How does this relate to philosophy?
- If I have a new idea, I should try to get it into a state where it is worthy of submitting for external criticism before submitting it for external criticism.
- If I have a new idea, I shouldn't believe it yet until it has crossed some thresholds. The first threshold is: is it ready for external criticism?
- What if it's personal and I don't want external criticism? Then at least recognize that your belief is to the standard of your own criticism and not to the standard of other people's criticism.
- If I have a new idea, don't declare it good/right or otherwise present yourself that way, even if it's just ambiguous from the point of view of most people in your culture, until it has been exposed to external criticism and survived.
- What if it was exposed but nobody replied? Maybe people found mistakes but weren't interested in discussing it with you. What if it was exposed and people replied? Maybe it didn't survive and you think it did.
- So what to do in this case? Make your judgement about whether or not it survived criticism. Provide analysis. This exposes your judgement about the status of your idea so that others can criticize your judgement.
- What if you don't understand what they said? That means you're overreaching and unable to self-evaluate your idea. I recommend working with easier stuff, and iteratively work with harder stuff with small increments in difficulty, until you've sufficiently improved your self-evaluation skills.
# Analysis:
- I think I did well connecting the testable condition idea to philosophy. I made a bunch of connections that I hadn't thought of before writing this blog post.
- I think I did well writing this blog post for my audience, me and FI veterans. I think it's understandable to the audience.
- I presented my blog post as being in brainstorming phrase, so I think I did well communicating the state of my ideas. I expect there to be substantive mistakes that other people can find.
- I'm not sure that I'm not plagiarizing. I didn't quote or cite anything. I'm not sure I should have either. I didn't claim that I invented any of the ideas in my blog post. So I'm not taking credit for the ideas.
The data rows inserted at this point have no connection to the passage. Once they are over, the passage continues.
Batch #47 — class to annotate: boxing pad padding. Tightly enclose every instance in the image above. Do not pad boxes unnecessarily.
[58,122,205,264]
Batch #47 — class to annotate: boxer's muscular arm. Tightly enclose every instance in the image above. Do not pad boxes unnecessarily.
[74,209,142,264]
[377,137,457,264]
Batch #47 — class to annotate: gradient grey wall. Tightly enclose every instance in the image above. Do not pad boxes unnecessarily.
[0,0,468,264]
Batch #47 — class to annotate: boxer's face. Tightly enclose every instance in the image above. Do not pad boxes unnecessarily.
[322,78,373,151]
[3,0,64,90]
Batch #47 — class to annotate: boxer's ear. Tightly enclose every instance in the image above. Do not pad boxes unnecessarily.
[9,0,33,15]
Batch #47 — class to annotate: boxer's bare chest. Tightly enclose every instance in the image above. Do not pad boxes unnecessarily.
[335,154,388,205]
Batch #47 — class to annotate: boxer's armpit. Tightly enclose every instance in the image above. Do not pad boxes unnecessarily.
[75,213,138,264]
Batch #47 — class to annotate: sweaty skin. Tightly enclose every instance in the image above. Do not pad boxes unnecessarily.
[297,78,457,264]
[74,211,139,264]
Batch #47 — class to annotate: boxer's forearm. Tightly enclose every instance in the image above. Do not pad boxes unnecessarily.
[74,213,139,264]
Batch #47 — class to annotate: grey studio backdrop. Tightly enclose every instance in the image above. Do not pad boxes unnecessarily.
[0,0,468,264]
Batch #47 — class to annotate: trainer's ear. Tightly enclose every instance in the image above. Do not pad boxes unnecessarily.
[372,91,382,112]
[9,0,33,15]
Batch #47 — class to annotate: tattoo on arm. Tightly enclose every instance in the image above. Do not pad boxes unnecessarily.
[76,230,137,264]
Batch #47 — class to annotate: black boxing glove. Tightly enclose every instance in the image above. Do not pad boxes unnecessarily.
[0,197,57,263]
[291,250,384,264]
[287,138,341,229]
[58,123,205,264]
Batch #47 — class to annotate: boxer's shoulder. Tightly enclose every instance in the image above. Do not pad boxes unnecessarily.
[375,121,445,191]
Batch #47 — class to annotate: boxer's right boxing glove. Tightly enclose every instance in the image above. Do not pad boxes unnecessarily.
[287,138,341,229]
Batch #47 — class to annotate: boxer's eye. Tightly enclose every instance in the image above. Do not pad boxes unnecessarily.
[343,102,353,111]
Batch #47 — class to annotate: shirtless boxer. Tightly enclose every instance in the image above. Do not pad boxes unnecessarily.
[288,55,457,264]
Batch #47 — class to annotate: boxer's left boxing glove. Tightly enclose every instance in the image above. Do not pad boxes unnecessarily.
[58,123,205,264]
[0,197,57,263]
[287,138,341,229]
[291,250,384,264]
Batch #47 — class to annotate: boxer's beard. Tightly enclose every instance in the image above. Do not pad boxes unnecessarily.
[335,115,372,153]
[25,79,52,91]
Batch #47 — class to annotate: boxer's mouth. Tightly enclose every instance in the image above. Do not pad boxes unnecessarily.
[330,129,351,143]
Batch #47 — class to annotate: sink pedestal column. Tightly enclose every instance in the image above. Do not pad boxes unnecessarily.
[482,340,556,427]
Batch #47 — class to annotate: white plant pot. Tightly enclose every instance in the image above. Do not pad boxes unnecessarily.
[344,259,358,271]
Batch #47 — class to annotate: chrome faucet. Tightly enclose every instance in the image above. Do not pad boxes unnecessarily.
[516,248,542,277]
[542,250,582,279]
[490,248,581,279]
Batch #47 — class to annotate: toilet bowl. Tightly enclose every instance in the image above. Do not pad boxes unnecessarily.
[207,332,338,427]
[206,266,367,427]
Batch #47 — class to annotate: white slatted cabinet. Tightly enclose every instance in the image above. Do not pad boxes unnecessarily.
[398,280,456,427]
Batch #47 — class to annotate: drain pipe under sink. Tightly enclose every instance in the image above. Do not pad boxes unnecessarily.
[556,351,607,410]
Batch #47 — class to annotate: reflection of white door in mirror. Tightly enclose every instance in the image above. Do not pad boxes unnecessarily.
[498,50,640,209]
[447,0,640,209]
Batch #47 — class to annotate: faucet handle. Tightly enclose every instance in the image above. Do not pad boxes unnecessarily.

But I also didn't claim that somebody else invented the ideas, so I'm not giving credit either.
- What could I do to figure out whether or not I should give credit?
- What could I do to give credit?
# Problems/solutions:
- Problem: What could I do to figure out whether or not I should give credit?
- Solution: Write blog post purposed for seeking out external criticism about it.
- What could I do to give credit?
- Solution: (same as above, same blog post)
# Next steps:
- Make a blog post purposed for seeking out external criticism about the above problems. (I saved this to my personal notes as a reminder to make the blog post.)